Not surprisingly, other conservative apostates embrace the use of lawfare to keep Trump off the ballot. The Bulwark’s Charlie Sykes told MSNBC’s Mika Brezinski: “I’m very, very sympathetic to the argument that the 14th Amendment disqualifies Donald Trump.” He only worried about “how it’s going to play out politically.” He recommended emphasizing the “rule of law” rather than democracy — i.e., it is best to avoid the popular argument that the decision should be made at the ballot box and not in the courts.

Kristol himself wrote on Twitter (now X) that he had read the Colorado Supreme Court decision and found the majority and dissenters judged the case “honestly and conscientiously.” He remarked, “If only conservative elites were as upset about Trump having tried to stage a coup against the Constitution, as they are about Colorado Supreme Court justices conscientiously interpreting the Constitution in a lawsuit properly brought before them in response to that coup attempt.”

Meanwhile, every day, the cold civil war intensifies and the woke revolutionary project advances. In the past few weeks, the House Judiciary Committee revealed that the federal government, including the Treasury Department’s Financial Crimes Enforcement Network (FinCEN) and the FBI, had asked banks to examine customer transactions for possible “extremist” activity. Suspicious transactions included the use of terms such as Trump, MAGA, Dick’s Sporting Goods, and Bass Pro Shops. Problematic activities would include the buying of hunting rifles, and, specifically listed, “the purchase of books (including religious texts)” — presumably including Bibles.

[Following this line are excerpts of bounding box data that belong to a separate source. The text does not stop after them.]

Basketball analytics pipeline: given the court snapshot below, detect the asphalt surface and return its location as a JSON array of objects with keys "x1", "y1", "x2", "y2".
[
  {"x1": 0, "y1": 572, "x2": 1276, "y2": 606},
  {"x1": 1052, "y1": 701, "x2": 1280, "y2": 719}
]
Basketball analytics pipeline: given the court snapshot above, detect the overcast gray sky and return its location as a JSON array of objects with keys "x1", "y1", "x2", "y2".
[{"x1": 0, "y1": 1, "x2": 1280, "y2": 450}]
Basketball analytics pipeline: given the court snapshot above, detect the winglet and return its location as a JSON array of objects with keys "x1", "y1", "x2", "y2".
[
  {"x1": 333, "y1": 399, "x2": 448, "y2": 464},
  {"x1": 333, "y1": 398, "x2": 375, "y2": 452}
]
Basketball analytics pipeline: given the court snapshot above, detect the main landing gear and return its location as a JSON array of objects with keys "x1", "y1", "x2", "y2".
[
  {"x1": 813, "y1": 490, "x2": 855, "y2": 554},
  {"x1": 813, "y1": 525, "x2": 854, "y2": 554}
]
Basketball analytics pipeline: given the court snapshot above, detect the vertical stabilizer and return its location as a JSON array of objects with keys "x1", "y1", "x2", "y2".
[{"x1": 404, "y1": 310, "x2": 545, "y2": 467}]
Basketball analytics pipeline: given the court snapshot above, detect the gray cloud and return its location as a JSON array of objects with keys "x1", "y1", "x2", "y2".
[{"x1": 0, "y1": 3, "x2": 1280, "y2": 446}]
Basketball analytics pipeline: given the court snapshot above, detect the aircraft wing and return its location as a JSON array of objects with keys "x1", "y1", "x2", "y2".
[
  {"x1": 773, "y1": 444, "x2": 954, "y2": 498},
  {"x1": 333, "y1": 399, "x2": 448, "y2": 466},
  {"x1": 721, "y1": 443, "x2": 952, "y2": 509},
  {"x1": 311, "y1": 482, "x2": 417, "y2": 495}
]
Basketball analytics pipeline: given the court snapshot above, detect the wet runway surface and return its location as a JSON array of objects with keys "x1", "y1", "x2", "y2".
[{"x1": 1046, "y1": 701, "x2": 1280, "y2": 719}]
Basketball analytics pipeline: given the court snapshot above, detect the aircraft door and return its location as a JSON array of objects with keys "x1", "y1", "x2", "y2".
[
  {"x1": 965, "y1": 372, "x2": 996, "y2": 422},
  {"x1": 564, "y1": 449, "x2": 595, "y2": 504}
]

Faced with such blatant attacks on the American way of life, so many disaffected and former Republicans choose either to join the enemy or to step aside with a “plague on both your houses” stance that, in the final analysis, makes them de-facto allies of the enemy — that, at the very least, objectively advances what the woke warned us they sought: the fundamental transformation of the United States of America.


John Fonte is a senior fellow at the Hudson Institute.